Figure 1.6.1 — OWASP LLM Top 10 Risk MatrixFramework

OWASP LLM Top 10 risks ranked by severity—Prompt Injection and Data Exposure are the most critical

1.7LLM Attack Taxonomy

A comprehensive attack taxonomy helps organize the diverse landscape of LLM vulnerabilities into actionable categories for systematic testing.

Category	Attack Types	Primary Target	Module
Injection	Direct, indirect, stored, blind	Control flow	02
Jailbreaking	DAN, roleplay, multi-turn, encoding	Safety filters	03
Extraction	Prompt leak, training data, PII	Confidentiality	04
Agent Abuse	Tool hijacking, goal manipulation	Integrity	05
RAG Attacks	Poisoning, embedding manipulation	Knowledge base	06
Multimodal	Image injection, audio attacks	Vision/audio models	07
Model-Level	Poisoning, adversarial, extraction	Model weights	08

1.8Defense Landscape Overview

Understanding defenses helps red teamers identify bypass opportunities. No single defense is sufficient—defense in depth is essential but still imperfect.

D1Input Filtering

Block known malicious patterns before they reach the model.
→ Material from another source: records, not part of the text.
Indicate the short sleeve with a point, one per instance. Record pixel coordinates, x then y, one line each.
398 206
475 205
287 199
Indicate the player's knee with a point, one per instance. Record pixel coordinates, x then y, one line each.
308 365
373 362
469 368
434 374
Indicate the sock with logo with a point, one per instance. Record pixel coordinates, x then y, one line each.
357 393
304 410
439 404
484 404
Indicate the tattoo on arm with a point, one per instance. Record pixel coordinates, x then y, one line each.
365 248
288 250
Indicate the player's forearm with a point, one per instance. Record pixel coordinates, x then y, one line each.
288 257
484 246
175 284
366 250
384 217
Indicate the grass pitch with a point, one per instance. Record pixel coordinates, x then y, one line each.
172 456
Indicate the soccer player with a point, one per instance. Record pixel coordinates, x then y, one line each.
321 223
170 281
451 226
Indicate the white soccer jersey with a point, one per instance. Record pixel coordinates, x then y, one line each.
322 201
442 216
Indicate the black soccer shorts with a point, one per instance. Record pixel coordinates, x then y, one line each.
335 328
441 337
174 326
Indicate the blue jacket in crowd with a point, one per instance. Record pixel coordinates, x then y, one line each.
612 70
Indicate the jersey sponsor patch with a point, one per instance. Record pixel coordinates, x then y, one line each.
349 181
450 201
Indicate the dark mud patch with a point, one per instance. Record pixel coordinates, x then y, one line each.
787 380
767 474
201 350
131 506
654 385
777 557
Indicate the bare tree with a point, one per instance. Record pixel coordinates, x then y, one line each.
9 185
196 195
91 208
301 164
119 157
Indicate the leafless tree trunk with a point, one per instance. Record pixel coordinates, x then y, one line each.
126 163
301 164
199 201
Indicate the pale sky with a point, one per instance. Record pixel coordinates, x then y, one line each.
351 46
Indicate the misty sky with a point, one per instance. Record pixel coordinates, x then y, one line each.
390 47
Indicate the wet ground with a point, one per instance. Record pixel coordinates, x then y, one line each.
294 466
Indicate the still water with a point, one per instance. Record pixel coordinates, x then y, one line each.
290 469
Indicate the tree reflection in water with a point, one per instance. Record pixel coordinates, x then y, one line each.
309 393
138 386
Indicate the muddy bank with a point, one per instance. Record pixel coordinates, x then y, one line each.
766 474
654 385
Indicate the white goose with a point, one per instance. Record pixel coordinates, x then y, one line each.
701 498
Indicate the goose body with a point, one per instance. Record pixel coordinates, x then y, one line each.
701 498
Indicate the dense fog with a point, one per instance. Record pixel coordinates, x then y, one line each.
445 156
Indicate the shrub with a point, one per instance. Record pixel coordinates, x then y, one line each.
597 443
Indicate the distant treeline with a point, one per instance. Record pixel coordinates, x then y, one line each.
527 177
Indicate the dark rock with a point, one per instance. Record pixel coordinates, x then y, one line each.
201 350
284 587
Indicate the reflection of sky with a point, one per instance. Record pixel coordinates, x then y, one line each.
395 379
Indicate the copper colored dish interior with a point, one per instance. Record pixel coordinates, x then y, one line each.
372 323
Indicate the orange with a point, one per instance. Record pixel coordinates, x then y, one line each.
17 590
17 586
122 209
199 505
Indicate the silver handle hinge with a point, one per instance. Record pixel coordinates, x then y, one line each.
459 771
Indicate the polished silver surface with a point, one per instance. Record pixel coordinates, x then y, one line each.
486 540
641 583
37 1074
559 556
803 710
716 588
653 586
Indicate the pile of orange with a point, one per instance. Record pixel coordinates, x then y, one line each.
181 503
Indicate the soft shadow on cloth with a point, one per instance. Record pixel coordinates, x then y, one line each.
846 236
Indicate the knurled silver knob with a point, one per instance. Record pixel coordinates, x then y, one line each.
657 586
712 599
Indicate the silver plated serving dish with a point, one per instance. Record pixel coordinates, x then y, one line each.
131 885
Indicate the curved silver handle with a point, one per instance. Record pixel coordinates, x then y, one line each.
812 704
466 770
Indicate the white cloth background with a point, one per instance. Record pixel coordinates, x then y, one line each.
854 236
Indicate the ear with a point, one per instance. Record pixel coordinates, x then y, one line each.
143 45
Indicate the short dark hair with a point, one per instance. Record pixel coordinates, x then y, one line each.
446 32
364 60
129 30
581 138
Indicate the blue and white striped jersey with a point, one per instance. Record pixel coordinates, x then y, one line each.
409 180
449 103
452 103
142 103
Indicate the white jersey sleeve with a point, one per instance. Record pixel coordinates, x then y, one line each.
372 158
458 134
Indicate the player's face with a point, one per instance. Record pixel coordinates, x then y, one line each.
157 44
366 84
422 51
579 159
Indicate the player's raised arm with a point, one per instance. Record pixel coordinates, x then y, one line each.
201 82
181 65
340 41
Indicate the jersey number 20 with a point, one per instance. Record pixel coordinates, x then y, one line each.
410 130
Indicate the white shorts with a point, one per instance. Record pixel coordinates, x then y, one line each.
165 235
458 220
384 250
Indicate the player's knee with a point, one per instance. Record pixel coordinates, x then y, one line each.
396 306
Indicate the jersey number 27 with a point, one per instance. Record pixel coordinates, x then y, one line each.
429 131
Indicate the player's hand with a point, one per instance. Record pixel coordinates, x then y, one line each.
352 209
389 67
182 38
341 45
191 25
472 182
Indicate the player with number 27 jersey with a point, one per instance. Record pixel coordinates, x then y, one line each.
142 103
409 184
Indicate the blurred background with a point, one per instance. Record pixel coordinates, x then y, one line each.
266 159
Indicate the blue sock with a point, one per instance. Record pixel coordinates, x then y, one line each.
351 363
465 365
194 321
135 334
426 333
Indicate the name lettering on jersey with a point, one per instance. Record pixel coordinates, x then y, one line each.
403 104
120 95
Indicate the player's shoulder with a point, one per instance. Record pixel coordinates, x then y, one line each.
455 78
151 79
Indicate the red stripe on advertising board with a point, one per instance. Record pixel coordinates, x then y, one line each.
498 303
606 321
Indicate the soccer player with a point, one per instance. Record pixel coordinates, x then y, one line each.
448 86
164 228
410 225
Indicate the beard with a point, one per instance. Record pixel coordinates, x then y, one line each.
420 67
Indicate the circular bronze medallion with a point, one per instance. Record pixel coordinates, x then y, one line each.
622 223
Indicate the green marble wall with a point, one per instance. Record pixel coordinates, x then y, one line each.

Keyword blocklists, regex patterns, ML classifiers Bypass: Encoding, obfuscation, synonyms

D2Output Filtering

Scan model outputs for sensitive data or harmful content.

PII detection, content classifiers Bypass: Encoding output, indirect references

D3Prompt Hardening

Strengthen system prompts against override attempts.

Instruction emphasis, delimiters, few-shot examples Bypass: Context overflow, authority claims

D4Guardrail Models

Secondary models that evaluate inputs/outputs for safety.

Constitutional AI, safety classifiers Bypass: Adversarial examples, edge cases

Red Team Mindset

Every defense creates a new attack surface. Input filters can be bypassed with encoding. Output filters can be bypassed by instructing the model to encode sensitive data. Guardrail models can themselves be prompt-injected. Your job is to find the gaps.